That’s why its extraction can take over a year and daily require millions of litres of fresh water, an increasingly scarce resource.
Although alternatives are emerging, lithium is currently obtained from rocks or via the evaporation of brine in pools.
The main “kitchen” for lithium is divided between Australia, the world’s leading producer thanks to its mines of hard rock, and China, the leader in refining the white metal.
The first step after extracting the rocks from the deposits is to grind them and add water to form a paste which is placed in a tank where air is pumped so that the lithium floats, forming a foam.
From that foam a concentrated but impure lithium dust is obtained which must be refined.
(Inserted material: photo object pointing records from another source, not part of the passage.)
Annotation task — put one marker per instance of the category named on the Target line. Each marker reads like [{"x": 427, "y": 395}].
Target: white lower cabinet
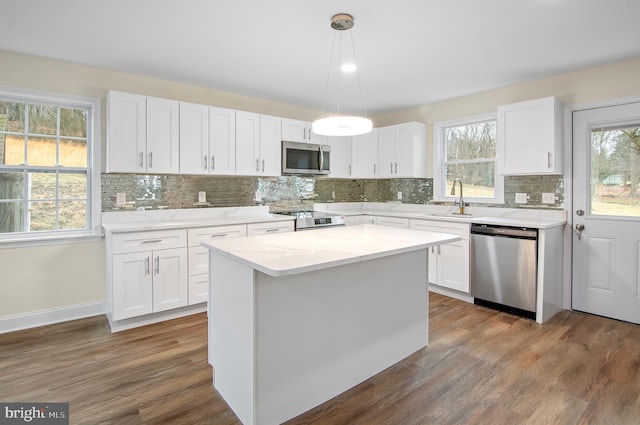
[
  {"x": 199, "y": 257},
  {"x": 149, "y": 272},
  {"x": 448, "y": 263}
]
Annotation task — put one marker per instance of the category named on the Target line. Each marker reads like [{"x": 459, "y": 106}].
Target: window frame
[
  {"x": 93, "y": 231},
  {"x": 439, "y": 181}
]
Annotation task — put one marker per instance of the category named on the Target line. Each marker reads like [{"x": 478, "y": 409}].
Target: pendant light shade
[{"x": 338, "y": 124}]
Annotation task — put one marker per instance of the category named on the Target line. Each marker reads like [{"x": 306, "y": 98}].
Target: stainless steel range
[{"x": 308, "y": 220}]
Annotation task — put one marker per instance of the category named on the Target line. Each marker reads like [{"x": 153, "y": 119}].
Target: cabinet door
[
  {"x": 163, "y": 149},
  {"x": 126, "y": 132},
  {"x": 364, "y": 155},
  {"x": 169, "y": 279},
  {"x": 340, "y": 157},
  {"x": 294, "y": 130},
  {"x": 132, "y": 285},
  {"x": 453, "y": 267},
  {"x": 270, "y": 145},
  {"x": 222, "y": 141},
  {"x": 387, "y": 165},
  {"x": 247, "y": 143},
  {"x": 411, "y": 150},
  {"x": 528, "y": 137},
  {"x": 194, "y": 138}
]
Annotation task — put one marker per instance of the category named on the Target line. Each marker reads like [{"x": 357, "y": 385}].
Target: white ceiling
[{"x": 409, "y": 52}]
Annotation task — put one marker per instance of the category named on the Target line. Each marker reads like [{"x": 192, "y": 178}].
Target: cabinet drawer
[
  {"x": 204, "y": 234},
  {"x": 264, "y": 228},
  {"x": 461, "y": 229},
  {"x": 144, "y": 241}
]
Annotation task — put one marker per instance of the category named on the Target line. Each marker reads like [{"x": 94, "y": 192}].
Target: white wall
[
  {"x": 612, "y": 81},
  {"x": 54, "y": 277}
]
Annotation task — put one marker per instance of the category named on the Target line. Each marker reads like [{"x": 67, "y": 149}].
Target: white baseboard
[
  {"x": 451, "y": 293},
  {"x": 35, "y": 319},
  {"x": 147, "y": 319}
]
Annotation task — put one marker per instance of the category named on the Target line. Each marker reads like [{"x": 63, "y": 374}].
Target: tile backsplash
[{"x": 293, "y": 192}]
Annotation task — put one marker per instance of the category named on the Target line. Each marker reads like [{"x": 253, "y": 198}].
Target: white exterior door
[{"x": 606, "y": 212}]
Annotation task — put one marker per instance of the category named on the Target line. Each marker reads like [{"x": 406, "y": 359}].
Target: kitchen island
[{"x": 296, "y": 319}]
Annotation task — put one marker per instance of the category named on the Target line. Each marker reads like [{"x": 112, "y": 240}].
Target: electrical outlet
[
  {"x": 548, "y": 198},
  {"x": 521, "y": 198}
]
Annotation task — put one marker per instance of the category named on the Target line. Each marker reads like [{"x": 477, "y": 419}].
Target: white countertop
[
  {"x": 298, "y": 252},
  {"x": 140, "y": 221},
  {"x": 535, "y": 218}
]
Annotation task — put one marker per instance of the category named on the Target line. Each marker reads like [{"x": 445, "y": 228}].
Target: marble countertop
[
  {"x": 298, "y": 252},
  {"x": 139, "y": 221},
  {"x": 538, "y": 219}
]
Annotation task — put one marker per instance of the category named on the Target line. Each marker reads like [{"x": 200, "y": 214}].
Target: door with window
[{"x": 606, "y": 212}]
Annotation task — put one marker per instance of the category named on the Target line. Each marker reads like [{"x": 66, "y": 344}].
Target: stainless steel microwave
[{"x": 305, "y": 158}]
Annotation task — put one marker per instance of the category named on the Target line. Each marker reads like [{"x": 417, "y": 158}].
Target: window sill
[{"x": 35, "y": 241}]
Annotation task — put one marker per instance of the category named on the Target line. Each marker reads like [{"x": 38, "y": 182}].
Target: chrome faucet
[{"x": 453, "y": 192}]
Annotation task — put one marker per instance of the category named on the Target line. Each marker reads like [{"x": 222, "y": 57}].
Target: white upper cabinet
[
  {"x": 126, "y": 132},
  {"x": 163, "y": 149},
  {"x": 194, "y": 138},
  {"x": 258, "y": 141},
  {"x": 270, "y": 145},
  {"x": 222, "y": 141},
  {"x": 247, "y": 143},
  {"x": 402, "y": 150},
  {"x": 207, "y": 139},
  {"x": 143, "y": 134},
  {"x": 529, "y": 137},
  {"x": 364, "y": 155},
  {"x": 340, "y": 166},
  {"x": 300, "y": 131}
]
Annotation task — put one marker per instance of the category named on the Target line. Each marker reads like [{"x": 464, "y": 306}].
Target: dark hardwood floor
[{"x": 481, "y": 367}]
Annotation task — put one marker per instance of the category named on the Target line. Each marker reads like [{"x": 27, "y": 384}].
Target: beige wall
[
  {"x": 47, "y": 277},
  {"x": 608, "y": 82}
]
The "common method" for refining is to heat it up by around 1,000 degrees before removing the impurities via chemicals and water, according to an article published in 2020 by the specialised magazine Minerals Engineering.
Apart from being costly due to the high demand for energy, this process intensively using water and acids is environmentally unfriendly.
Pools in the desert
The second “kitchen” is in the salt deserts of the Lithium Triangle: Argentina, Bolivia and Chile where most of the Earth’s "white gold" has been identified, dissolved in a mixture of water and salts.
This recipe implies in-depth pumping of the brine to place it in gigantic pools. While the water evaporates, the salts separate and fall to the bottom after "12, 14, 16 months" of action by sun, wind and rain, explains Corrado Tore, a hydrogeologist for the Chilean lithium firm SQM.
The resulting liquid is transferred to a chemical plant from which it will come out as lithium carbonate or hydroxide, the preferred products for battery manufacturers.
Although cheaper, this method is slow and also requires a lot of water. In Chile, for example, the two companies exploiting lithium are allowed to use 263.5 litres per second between them.
The future, in the oven
Known as "direct extraction" various development techniques could accelerate the extraction of lithium and reduce its ecological footprint.
One of them would permit the metal to be separated from the brine as if by a magnet, thus avoiding "possible contamination and the elevated consumption of water" by more traditional methods, according to an article by the National Renewable Energy Laboratory in the United States published in 2021.
But none of these new recipes has been implemented on a major scale and the traditional methods remain to the fore, for now.